Neurodevelopmental Disorder With Language Impairment, Autism, And Attention Deficit-Hyperactivity Disorder
In 10 unrelated probands with neurodevelopmental disorder with language impairment, autism, and attention deficit-hyperactivity disorder (NEDLAAD; 620782), Pavinato et al. (2023) identified heterozygous putative loss-of-function mutations in the CAPRIN1 gene (see, e.g., 601178.0002-601178.0005). The mutations, which were found by exome sequencing, were not present in the gnomAD database. Almost all mutations occurred de novo, but 1 was inherited from an unaffected mother and another was inherited from a mildly affected father. There were 2 splice site mutations, 2 frameshifts, and 6 nonsense mutations, all predicted to result in CAPRIN1 haploinsufficiency. Western blot analysis of fibroblasts or lymphocytes derived from 4 unrelated patients (2 with splice site mutations and 2 with nonsense mutations) showed about a 50% decrease in CAPRIN1 protein levels, consistent with haploinsufficiency. Human induced pluripotent stem cells (hiPSC) haploinsufficient for CAPRIN1 (CAPRIN1+/-) that were differentiated into cortical neurons showed abnormal neuronal organization and reduced neurite and dendrite length compared to controls. The mutant cells also showed progressive degeneration of neuronal processes, neuronal degeneration, increased calcium signaling, and increased reactive oxygen species (ROS). Haploinsufficient cells had increased global mRNA translation, reduced firing activity, and decreased burst synchronization compared to controls. Pavinato et al. (2023) concluded that CAPRIN1 haploinsufficiency causes abnormal neuronal morphogenesis and function, resulting in a neurodevelopmental disorder.

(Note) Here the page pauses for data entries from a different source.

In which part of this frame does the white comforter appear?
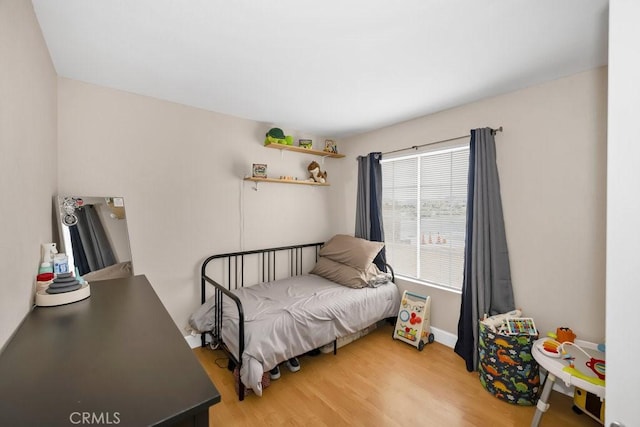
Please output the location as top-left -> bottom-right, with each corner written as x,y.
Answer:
190,274 -> 400,395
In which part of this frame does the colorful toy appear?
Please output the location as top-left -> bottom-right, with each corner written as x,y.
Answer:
264,128 -> 293,145
307,161 -> 327,184
393,291 -> 434,351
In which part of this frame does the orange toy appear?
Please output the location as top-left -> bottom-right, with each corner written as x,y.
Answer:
556,328 -> 576,343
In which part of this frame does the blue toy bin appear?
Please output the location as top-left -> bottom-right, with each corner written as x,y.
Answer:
478,322 -> 540,406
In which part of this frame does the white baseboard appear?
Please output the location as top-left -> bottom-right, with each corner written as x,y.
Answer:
431,326 -> 458,348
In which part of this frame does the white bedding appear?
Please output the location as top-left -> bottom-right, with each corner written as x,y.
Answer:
190,274 -> 400,395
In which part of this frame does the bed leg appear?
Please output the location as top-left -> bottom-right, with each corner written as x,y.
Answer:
238,381 -> 244,402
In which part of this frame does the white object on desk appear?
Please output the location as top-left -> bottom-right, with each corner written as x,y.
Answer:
531,338 -> 605,427
36,283 -> 91,307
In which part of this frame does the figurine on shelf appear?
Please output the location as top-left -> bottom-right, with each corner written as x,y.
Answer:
324,139 -> 338,154
307,161 -> 327,184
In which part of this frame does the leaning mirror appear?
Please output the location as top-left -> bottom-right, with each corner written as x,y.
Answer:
56,196 -> 133,281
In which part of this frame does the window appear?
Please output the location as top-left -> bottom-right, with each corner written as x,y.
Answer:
381,143 -> 469,290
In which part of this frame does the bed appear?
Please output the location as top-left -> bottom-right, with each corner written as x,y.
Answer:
189,235 -> 400,400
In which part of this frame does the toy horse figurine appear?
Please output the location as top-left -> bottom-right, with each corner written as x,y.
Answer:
307,162 -> 327,184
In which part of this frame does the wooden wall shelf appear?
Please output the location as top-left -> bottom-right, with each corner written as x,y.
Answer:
244,177 -> 330,187
265,144 -> 344,159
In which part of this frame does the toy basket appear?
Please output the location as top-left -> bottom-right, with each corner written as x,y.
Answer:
478,322 -> 540,405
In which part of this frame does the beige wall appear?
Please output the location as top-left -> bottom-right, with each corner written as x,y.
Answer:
332,68 -> 607,348
0,0 -> 57,347
0,1 -> 607,350
58,78 -> 344,329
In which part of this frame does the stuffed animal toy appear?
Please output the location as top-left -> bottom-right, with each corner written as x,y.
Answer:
264,128 -> 293,145
307,162 -> 327,184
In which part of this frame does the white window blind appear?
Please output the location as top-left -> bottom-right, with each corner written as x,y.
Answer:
381,143 -> 469,289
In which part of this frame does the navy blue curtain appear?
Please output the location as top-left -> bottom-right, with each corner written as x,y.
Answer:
355,152 -> 387,271
70,205 -> 116,276
454,128 -> 515,372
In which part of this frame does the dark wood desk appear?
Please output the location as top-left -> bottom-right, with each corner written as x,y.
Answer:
0,276 -> 220,427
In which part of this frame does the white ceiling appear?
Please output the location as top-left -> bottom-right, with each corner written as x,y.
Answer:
33,0 -> 608,137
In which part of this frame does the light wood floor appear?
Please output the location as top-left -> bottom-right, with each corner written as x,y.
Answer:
194,325 -> 600,427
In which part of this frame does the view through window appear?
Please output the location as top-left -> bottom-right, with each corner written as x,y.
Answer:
381,143 -> 469,289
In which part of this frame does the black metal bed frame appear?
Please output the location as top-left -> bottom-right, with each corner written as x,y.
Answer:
200,242 -> 324,400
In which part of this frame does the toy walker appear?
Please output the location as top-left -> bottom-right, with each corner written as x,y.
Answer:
393,291 -> 434,351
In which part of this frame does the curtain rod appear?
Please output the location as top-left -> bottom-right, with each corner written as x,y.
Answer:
382,126 -> 502,155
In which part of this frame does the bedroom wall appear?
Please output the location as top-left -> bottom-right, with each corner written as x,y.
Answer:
0,0 -> 57,348
331,68 -> 607,348
58,78 -> 344,336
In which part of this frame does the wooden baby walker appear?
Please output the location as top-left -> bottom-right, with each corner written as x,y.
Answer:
393,291 -> 434,351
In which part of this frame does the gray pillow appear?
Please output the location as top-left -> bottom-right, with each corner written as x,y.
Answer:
310,256 -> 380,288
318,234 -> 384,271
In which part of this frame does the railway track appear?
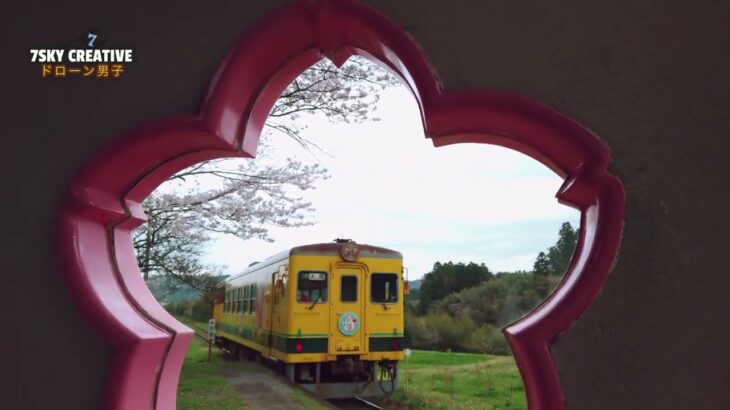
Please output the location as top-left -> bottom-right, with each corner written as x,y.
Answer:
328,397 -> 386,410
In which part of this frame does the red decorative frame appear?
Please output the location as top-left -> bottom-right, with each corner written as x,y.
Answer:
58,0 -> 624,409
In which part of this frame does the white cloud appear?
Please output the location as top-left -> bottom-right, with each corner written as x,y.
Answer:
199,84 -> 580,278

In 2 unrelated patients with childhood-onset neurodegeneration with cerebellar ataxia and cognitive decline (CONDCAC; 620636), Delle Vedove et al. (2022) identified the same de novo heterozygous c.1535C-T transition (c.1535C-T, NM_005898.5) in exon 14 of the CAPRIN1 gene, resulting in a pro512-to-leu (P512L) substitution at a conserved residue near the prion-like domain (PrLD). The mutation, which was found by trio-based exome sequencing, was not present in the gnomAD database. In vitro studies in HEK293 and SH-SY5Y cells transfected with the mutation showed that the P512L mutant protein formed insoluble ubiquitinated aggregates that stained for SQSTM1 (601530) and sequestered proteins associated with neurodegenerative disorders, including ATXN2, GEMIN5, SNRNP200, and SNCA. Cortical neurons carrying the mutation, generated by CRISPR/Cas9 genome editing of induced pluripotent stem cells (iPSC), did not display protein aggregates, but they had reduced neuronal activity in electrophysiologic studies and showed altered stress granule dynamics. The mutation did not impair CAPRIN1 dimerization, but resulted in an expanded conformation of the protein. CAPRIN1 P521L aggregation was strongly enhanced by RNA in vitro. The findings were consistent with a gain-of-function effect. In a note added in proof, Delle Vedove et al. (2022) stated that they were notified by Gene Matcher of a 14-year-old girl with an identical phenotype and the same de novo CAPRIN1 mutation.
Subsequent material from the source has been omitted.